L’armée, dans l’ancienne monarchie des Hohenzollern, à la fin du règne de Frédéric-Guillaume II, ne comptait pas moins de 230,000 hommes. L’effectif présent sous les drapeaux en temps de paix était réduit, par les congés, d’un peu plus du tiers. C’était encore, par rapport à la population, une proportion de 1,76 pour 100, très supérieure à la proportion actuelle dans l’empire allemand.

Les sources de recrutement de cette armée étaient doubles : la première était le recrutement indigène, tel que l’avait établi Frédéric-Guillaume Ier lorsqu’il avait proclamé pour la première fois le devoir de tout citoyen de contribuer à la défense du pays et institué le service obligatoire.
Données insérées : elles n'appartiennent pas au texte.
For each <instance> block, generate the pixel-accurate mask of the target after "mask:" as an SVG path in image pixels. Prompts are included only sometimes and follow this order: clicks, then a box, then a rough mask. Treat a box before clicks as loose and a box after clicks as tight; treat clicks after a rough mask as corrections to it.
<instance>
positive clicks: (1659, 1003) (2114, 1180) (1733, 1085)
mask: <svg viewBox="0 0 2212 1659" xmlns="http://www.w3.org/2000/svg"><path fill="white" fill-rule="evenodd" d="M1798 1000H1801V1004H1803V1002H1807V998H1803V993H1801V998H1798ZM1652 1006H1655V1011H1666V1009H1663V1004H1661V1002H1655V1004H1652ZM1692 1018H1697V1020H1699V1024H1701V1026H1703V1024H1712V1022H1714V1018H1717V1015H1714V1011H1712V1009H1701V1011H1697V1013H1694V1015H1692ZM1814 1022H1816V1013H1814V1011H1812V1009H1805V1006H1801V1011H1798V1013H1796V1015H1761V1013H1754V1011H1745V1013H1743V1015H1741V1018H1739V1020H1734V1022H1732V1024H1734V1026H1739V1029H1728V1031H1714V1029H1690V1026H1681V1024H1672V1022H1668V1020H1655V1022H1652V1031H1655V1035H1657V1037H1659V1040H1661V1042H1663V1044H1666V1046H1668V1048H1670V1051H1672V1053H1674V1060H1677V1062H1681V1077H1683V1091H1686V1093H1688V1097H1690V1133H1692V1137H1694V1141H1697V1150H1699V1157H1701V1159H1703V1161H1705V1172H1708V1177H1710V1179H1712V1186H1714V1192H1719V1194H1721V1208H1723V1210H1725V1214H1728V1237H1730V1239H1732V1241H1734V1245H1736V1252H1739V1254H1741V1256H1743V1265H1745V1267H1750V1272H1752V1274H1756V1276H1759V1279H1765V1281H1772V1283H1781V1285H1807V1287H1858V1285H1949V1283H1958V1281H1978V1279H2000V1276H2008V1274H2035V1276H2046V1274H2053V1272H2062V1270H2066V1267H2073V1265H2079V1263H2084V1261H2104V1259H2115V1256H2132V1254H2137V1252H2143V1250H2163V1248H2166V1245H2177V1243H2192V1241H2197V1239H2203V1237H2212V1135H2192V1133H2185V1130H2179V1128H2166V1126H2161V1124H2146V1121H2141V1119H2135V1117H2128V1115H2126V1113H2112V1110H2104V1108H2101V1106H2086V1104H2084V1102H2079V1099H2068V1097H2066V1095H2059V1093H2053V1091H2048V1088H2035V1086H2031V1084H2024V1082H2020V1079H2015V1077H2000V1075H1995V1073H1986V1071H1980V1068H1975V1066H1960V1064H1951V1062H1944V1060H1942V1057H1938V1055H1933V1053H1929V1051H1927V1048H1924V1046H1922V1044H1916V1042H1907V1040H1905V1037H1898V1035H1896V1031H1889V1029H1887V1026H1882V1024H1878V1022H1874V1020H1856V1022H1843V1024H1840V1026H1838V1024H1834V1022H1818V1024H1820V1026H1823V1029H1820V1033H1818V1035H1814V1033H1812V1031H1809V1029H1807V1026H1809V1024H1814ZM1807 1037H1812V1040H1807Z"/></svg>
A l’origine, au temps de Frédéric-Guillaume Ier, l’obligation du service militaire avait été à peu près générale et la durée illimitée, et ce n’est pas là l’un des traits les moins curieux de cet état essentiellement militaire qui s’était constitué en Prusse dans les commencemens du XVIIIe siècle. Mais plus tard, avec le développement de l’industrie, le progrès des mœurs, le système s’était modifié très sensiblement, tout au moins dans son application. Les exemptions s’étaient étrangement multipliées et, sous le nom de service obligatoire, elles étaient devenues la règle.

C’était, en première ligne, les exemptions attachées à certains lieux, — Berlin d’abord, depuis le temps de Frédéric-Guillaume Ier, puis d’autres villes dont on voulait favoriser le développement : brandebourg, Potsdam, tout le duché de Clèves, le territoire de Mors, toute la Frise orientale, en vertu d’un privilège constitutionnel ; — la plupart des villes et un grand nombre de communautés rurales du comté de La Mark, certains cercles industriels tout entiers de la Silésie.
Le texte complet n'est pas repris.